What git-filter-repo Does
- Removes files, directories, or patterns from the entire commit history
- Renames or moves paths across all historical commits in a single pass
- Strips large blobs to reduce repository size for migration or cleanup
- Replaces text strings (such as leaked credentials) across all commits
- Splits a subdirectory into its own standalone repository with full history
Architecture Overview
git-filter-repo works by reading the output of git fast-export, applying transformations via user-specified callbacks or built-in flags, and then feeding the result back through git fast-import. This approach avoids checking out each commit individually, which is why it runs orders of magnitude faster than filter-branch. The entire tool is a single Python file with no external dependencies beyond git.
Self-Hosting & Configuration
- Install via pip, Homebrew, or your Linux distribution package manager
- Requires Python 3.5+ and git 2.24+
- Run directly inside the repository you want to rewrite
- No configuration files needed; all options are passed via command-line flags
- Use
--forceto re-run on a previously filtered repository
Key Features
- Single-file Python script with zero dependencies beyond git and Python
- Runs 10-100x faster than git-filter-branch on real-world repositories
- Officially recommended by the Git project documentation
- Supports custom Python callbacks for complex rewriting logic
- Produces a detailed report of what changed after each run
Comparison with Similar Tools
- git-filter-branch — the legacy built-in tool; slow, error-prone, and officially deprecated in favor of git-filter-repo
- BFG Repo-Cleaner — fast Java-based tool focused on removing large files and secrets; git-filter-repo offers broader rewriting capabilities
- git rebase -i — works for recent commits but impractical for large-scale history rewrites
- GitHub support — GitHub can remove cached sensitive data, but only git-filter-repo rewrites the actual commit history
FAQ
Q: Will this break existing clones? A: Yes. Rewriting history changes commit hashes.

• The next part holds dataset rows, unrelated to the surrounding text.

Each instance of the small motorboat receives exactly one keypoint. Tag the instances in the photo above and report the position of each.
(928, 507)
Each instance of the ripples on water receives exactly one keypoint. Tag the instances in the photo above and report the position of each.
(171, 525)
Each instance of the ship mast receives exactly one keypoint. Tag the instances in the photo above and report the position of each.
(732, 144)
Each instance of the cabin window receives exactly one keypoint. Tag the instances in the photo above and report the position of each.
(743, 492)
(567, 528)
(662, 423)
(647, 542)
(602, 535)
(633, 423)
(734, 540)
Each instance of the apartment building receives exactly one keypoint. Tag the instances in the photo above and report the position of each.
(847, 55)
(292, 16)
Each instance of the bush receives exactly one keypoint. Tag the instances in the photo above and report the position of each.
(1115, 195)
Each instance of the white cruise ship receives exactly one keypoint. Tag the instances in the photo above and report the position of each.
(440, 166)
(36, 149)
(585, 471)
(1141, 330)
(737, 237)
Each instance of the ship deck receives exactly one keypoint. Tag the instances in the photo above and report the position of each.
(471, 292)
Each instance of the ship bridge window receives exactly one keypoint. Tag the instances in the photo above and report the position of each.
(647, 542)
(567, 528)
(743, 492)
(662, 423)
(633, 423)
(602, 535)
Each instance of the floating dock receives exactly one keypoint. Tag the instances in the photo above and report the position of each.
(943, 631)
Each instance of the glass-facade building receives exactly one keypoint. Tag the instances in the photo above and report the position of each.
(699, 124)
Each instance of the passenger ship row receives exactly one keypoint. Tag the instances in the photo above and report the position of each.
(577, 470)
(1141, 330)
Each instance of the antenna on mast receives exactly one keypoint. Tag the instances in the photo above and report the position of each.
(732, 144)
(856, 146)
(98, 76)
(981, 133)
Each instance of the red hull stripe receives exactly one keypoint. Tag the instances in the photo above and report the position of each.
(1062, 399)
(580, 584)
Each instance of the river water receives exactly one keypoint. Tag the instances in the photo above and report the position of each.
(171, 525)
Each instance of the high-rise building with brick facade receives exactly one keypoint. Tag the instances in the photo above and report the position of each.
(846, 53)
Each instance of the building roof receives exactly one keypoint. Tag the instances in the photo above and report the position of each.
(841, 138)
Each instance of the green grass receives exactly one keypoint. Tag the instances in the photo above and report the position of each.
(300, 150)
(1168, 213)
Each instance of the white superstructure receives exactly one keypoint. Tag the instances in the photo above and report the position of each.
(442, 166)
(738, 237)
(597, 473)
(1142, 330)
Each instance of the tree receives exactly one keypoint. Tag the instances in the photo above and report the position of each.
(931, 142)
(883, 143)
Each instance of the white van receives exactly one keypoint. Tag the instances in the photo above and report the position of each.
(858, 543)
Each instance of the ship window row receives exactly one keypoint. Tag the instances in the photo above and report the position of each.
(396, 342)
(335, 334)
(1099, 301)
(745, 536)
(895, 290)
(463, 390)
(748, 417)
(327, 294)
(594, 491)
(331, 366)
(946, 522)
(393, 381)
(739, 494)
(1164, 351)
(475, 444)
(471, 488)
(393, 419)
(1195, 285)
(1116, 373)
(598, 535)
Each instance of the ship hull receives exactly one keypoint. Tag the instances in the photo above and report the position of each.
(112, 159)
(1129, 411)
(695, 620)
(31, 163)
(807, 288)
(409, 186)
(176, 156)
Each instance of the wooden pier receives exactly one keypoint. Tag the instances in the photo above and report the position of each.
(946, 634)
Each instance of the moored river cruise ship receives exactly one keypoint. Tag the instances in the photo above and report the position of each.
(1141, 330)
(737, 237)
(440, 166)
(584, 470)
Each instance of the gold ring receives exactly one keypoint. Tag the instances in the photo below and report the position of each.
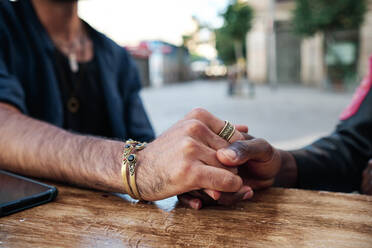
(227, 131)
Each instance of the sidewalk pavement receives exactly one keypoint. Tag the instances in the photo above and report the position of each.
(289, 118)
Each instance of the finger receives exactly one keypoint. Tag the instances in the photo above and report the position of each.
(242, 151)
(247, 136)
(242, 128)
(228, 199)
(261, 170)
(214, 194)
(196, 150)
(200, 131)
(208, 177)
(190, 201)
(215, 124)
(208, 156)
(259, 184)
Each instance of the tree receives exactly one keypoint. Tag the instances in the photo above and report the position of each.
(231, 36)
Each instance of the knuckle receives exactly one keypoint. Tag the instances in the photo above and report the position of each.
(182, 172)
(229, 182)
(198, 113)
(189, 145)
(194, 127)
(266, 147)
(242, 146)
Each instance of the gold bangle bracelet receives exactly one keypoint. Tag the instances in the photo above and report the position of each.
(132, 177)
(129, 161)
(124, 174)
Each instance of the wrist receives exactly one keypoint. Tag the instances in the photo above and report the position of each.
(287, 175)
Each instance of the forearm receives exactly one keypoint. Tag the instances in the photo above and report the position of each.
(37, 149)
(287, 176)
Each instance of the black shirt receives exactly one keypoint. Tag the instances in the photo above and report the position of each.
(336, 162)
(84, 105)
(29, 79)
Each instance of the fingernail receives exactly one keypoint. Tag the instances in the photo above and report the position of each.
(230, 154)
(248, 195)
(196, 204)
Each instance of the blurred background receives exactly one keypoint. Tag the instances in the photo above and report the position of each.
(286, 68)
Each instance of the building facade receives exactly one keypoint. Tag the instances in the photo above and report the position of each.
(275, 53)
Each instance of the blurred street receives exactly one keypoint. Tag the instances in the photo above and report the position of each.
(289, 117)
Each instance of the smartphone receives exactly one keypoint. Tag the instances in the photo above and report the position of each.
(18, 193)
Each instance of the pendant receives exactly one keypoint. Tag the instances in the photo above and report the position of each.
(73, 105)
(74, 66)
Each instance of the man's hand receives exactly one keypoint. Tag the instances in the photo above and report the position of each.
(259, 164)
(367, 179)
(184, 159)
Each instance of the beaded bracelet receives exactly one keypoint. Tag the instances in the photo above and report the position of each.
(129, 162)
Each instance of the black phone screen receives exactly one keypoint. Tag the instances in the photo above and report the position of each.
(18, 193)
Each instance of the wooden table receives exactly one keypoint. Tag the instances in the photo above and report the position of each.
(274, 218)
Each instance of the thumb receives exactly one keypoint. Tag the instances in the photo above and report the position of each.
(240, 152)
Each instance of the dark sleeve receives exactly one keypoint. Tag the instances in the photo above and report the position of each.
(11, 90)
(336, 162)
(136, 119)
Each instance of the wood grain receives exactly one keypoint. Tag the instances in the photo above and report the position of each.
(274, 218)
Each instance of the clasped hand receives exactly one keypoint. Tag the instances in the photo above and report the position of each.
(190, 160)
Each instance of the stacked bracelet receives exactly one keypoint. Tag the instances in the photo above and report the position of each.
(128, 168)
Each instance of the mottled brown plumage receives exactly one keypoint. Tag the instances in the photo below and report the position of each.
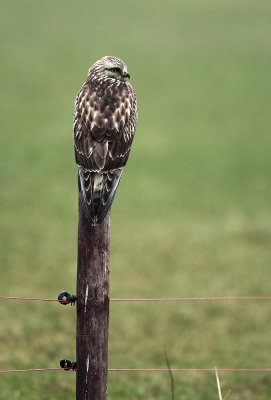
(105, 116)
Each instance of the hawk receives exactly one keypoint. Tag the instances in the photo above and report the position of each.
(105, 116)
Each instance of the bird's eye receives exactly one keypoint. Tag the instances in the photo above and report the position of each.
(115, 70)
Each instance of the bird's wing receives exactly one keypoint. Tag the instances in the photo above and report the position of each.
(104, 127)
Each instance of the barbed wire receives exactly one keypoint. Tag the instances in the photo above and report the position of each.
(151, 299)
(244, 370)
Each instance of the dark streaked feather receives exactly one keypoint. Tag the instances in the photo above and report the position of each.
(97, 192)
(105, 115)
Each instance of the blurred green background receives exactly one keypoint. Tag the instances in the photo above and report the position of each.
(191, 216)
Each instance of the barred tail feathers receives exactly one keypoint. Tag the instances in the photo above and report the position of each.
(97, 191)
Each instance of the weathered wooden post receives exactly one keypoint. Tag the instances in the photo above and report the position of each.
(92, 308)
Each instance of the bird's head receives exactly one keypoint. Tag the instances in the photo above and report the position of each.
(109, 67)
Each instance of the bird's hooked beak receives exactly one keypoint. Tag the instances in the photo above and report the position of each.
(125, 76)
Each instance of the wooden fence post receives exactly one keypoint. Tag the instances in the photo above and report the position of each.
(92, 308)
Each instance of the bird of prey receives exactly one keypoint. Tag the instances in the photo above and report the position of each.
(105, 116)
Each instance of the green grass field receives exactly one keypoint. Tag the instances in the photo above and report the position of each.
(191, 216)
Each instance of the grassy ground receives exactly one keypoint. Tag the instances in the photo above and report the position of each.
(191, 217)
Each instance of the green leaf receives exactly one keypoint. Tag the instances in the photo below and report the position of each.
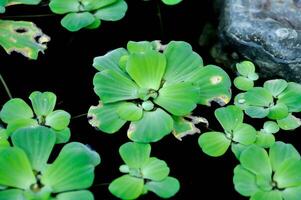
(289, 123)
(164, 189)
(153, 126)
(66, 6)
(243, 83)
(129, 111)
(22, 37)
(276, 86)
(183, 127)
(15, 169)
(127, 187)
(11, 194)
(113, 12)
(270, 127)
(82, 194)
(15, 109)
(292, 193)
(279, 111)
(257, 112)
(63, 136)
(244, 181)
(179, 99)
(110, 60)
(135, 155)
(229, 117)
(42, 103)
(245, 68)
(155, 169)
(214, 143)
(139, 47)
(258, 97)
(280, 152)
(76, 21)
(91, 5)
(291, 97)
(256, 160)
(182, 63)
(171, 2)
(105, 117)
(214, 85)
(147, 69)
(271, 195)
(73, 169)
(37, 143)
(288, 174)
(58, 120)
(244, 134)
(265, 140)
(112, 86)
(20, 123)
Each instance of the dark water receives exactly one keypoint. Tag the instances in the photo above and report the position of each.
(66, 69)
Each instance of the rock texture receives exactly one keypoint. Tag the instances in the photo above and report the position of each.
(267, 32)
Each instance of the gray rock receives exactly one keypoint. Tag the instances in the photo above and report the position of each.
(268, 32)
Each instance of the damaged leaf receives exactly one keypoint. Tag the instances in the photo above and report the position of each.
(22, 37)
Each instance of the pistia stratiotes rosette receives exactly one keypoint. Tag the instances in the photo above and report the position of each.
(156, 88)
(236, 133)
(26, 175)
(269, 176)
(17, 114)
(88, 13)
(143, 174)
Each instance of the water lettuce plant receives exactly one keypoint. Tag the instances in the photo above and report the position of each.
(16, 113)
(155, 87)
(143, 174)
(25, 173)
(272, 175)
(88, 13)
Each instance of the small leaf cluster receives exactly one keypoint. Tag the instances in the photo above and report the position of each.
(155, 87)
(143, 174)
(88, 13)
(16, 113)
(25, 170)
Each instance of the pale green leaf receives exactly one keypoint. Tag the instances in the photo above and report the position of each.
(229, 117)
(165, 188)
(15, 169)
(42, 103)
(244, 181)
(111, 86)
(214, 143)
(155, 169)
(37, 143)
(179, 99)
(113, 12)
(281, 152)
(22, 37)
(153, 126)
(73, 169)
(15, 109)
(76, 21)
(127, 187)
(129, 111)
(289, 123)
(66, 6)
(291, 97)
(276, 86)
(135, 155)
(147, 69)
(105, 117)
(182, 63)
(58, 120)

All collaborators must re-clone or reset after a rewrite.
Q: Can I preview changes before applying?
A: Use --dry-run to see what would change without modifying the repository.
Q: Is it safe to use on shared repositories? A: It is safe to run locally. Coordinate with your team before force-pushing rewritten history.
Q: How do I remove a leaked secret from history?
A: Create a file with old==>new replacement pairs and run git filter-repo --replace-text replacements.txt, then rotate the secret.